During the live recording of our podcast, BlueSky Education Thinking, Tomaso Eridani, Press Officer from Bocconi University, asked some really pertinent questions, which I think a lot of other schools are going to be wondering about at the moment. Is it time to start moving on in our communications from purely focusing on content relating to COVID-19. Is it time to start talking about other things? Is there any interest from the media for other topics?
BlueSky Education’s Adrian Barrett and Stephanie Mullins discussed this in great depth with Biz Ed Guru Matt Symonds alongside other questions asked by our guests who included Magdalena Wanot from EFMD and Rob Read from Media Minds Global.
Is it time to start talking about topics other than COVID?
Many schools have been focussed for the past few months on communicating, sharing their expertise, sharing their stories with relation to the coronavirus pandemic. However, there are certain schools who have still managed to be quite strategic in what they want to be known for. There's a school in France, for example, who really wants to know for entrepreneurship so they've focused their media coverage on how entrepreneurs can cope with the current crisis. They can therefore be seen as the experts in this area and that will help to encourage any entrepreneurs and people looking to learn more about that to apply for their programmes and to look at the school a bit more closely.
Take Alliance Manchester Business School as an example. A key programme for them is the MBA and they have continued to highlight this in the media during the crisis. From student stories that show how well the school transitioned to online learning and how grateful they are that they have the strength of an MBA in the current climate, to the school’s head of MBA marketing and recruitment, Chris Healy, providing excellent sector insights on whether an MBA is still worth it in 2020 in top business education specific outlet BusinessBecause.
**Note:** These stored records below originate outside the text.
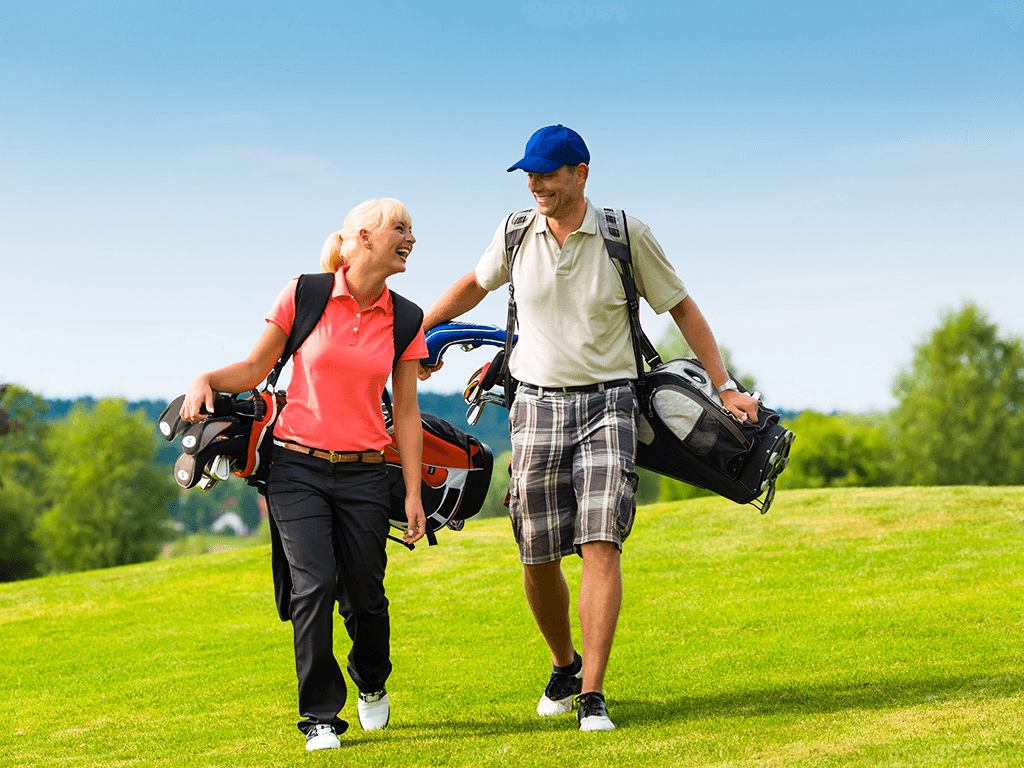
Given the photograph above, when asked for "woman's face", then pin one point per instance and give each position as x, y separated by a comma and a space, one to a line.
391, 245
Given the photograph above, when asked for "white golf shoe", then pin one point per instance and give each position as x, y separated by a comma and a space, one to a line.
374, 710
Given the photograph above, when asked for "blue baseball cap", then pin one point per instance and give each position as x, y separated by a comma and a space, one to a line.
551, 147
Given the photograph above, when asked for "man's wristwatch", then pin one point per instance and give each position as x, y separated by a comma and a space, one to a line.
730, 384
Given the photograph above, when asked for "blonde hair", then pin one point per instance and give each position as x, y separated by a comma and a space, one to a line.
373, 215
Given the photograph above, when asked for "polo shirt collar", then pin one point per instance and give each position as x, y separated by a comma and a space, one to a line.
341, 292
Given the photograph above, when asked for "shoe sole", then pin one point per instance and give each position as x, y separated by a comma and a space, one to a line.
596, 724
548, 707
311, 745
375, 727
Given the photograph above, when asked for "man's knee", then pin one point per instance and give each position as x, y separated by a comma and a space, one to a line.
600, 556
541, 576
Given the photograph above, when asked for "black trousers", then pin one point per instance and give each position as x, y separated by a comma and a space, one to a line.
333, 521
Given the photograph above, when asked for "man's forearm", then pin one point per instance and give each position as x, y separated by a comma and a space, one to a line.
698, 335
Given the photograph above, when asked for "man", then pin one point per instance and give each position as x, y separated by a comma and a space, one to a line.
573, 418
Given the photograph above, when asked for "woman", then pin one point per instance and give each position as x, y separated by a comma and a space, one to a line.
331, 509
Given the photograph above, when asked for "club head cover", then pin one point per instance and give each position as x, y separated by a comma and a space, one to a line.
492, 371
265, 413
201, 434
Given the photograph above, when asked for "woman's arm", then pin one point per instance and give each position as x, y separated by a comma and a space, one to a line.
409, 435
238, 377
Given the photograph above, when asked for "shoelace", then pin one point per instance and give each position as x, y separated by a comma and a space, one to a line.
590, 706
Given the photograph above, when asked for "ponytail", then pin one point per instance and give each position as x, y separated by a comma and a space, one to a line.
331, 259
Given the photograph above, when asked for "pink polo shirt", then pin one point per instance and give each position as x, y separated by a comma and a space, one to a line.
338, 374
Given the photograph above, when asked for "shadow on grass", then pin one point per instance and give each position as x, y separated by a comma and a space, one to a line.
889, 694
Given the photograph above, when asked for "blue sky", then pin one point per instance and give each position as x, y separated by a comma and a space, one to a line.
827, 178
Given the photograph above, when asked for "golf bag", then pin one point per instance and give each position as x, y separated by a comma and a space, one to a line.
238, 436
456, 475
685, 431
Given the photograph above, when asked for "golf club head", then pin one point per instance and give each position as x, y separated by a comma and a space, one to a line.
170, 423
473, 413
218, 468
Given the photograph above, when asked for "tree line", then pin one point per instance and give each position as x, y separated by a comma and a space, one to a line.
93, 487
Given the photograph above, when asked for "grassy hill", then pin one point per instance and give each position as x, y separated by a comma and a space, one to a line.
851, 627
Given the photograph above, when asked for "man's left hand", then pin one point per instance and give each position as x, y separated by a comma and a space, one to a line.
741, 406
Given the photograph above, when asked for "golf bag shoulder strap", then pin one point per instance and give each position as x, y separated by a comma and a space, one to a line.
516, 226
614, 230
311, 294
515, 229
408, 322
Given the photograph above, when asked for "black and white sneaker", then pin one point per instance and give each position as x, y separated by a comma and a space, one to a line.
557, 697
593, 713
374, 710
322, 736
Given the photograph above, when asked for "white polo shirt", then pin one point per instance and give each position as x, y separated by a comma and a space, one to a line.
573, 323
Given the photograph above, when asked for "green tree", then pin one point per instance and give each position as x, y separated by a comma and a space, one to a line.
23, 469
960, 417
839, 451
109, 501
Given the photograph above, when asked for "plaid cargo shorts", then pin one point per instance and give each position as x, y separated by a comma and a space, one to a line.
573, 474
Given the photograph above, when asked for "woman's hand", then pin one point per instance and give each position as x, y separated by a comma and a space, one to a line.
417, 520
200, 394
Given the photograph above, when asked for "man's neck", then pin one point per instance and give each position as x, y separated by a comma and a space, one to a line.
563, 226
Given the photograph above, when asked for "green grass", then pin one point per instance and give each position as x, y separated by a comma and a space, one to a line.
850, 627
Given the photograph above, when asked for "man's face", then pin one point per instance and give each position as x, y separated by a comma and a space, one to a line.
556, 193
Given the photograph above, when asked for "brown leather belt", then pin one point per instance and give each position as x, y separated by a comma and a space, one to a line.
335, 457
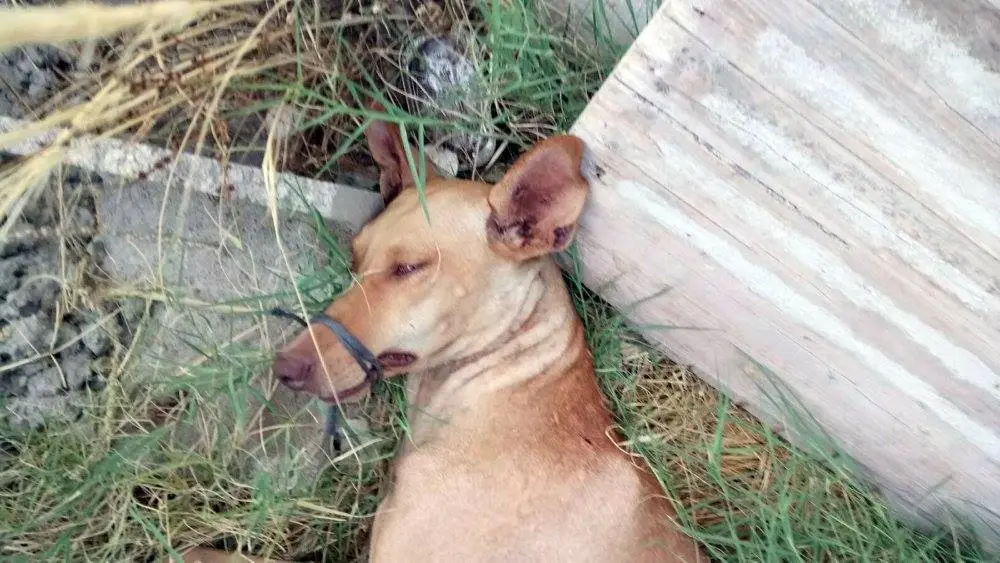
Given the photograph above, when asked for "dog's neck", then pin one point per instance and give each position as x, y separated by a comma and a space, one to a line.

I think that is an incredibly smart approach. It's important to have the strategic picture in mind all the time, and the longer the current situation goes on for the more opportunity there will be to talk about subjects outside or at least without a sole focus on coronavirus. We are already seeing ourselves that there are journalists wanting to write other stories. There is an appetite for the right sort of stuff, credible material that one would have put out before all this, it's a question of getting that balance and, and constantly thinking of the long-term picture rather than just the here and now.
What type of topic stands out right now?
Matt told a story during the live podcast episode about a survey of British television viewers back in the early 80s, during the conflict in in the South Atlantic, about what they remembered of the 10 O’clock news the night before. Nobody could remember anything other than the final segment that was about a duck who had learned to ride a skateboard. And that’s something to think about now. We've seen this absolute blanket coverage. It's been nothing but COVID. And the viewing public are becoming desensitised to the overload of negative news. We are starting to see this need for either more positive stories, or stories that look towards the future. For universities and business schools, this could be speculation, grounded in research, on what the future of what the fashion, retail, tourism, or leisure industry will look like in six months, a year, two years or even ten years’ time. It’s still related to the COVID story but it’s moving away from being the same story everyone is talking about.
What do you want to be talking about?
What do you want to be known for? Communication should always be working towards your goals. And those goals still exist for business schools. So, the key right now is to find a way to still be talking about those topics which further your agenda but in the context of what is happening in the world right now and how this will shape businesses and entire industries.
There are publications such as the Financial Times that were very slow to report on the early reactions to COVID within the business education sector, who then honed in and has since written about little else. But the media landscape is shifting and we are seeing more positive stories, more non-COVID stories. It's all about how to leverage that 15-20% that will continue to emerge over the next few months.
How can you break through the noise? We’ve seen it happen. Stories that are important, striking or controversial have made it. We even recently broke the news revealed by our client Nazarbayev University research that horse milk could be better for you than cow’s milk and it made headlines across national and trade press. It’s important because the institution still wants to be known for ground-breaking research and we can help achieve that goal.
Ultimately, there are opportunities for non-COVID stories – but think about the goals behind PR activities and how they can be met, with or without focusing editorial lines around coronavirus.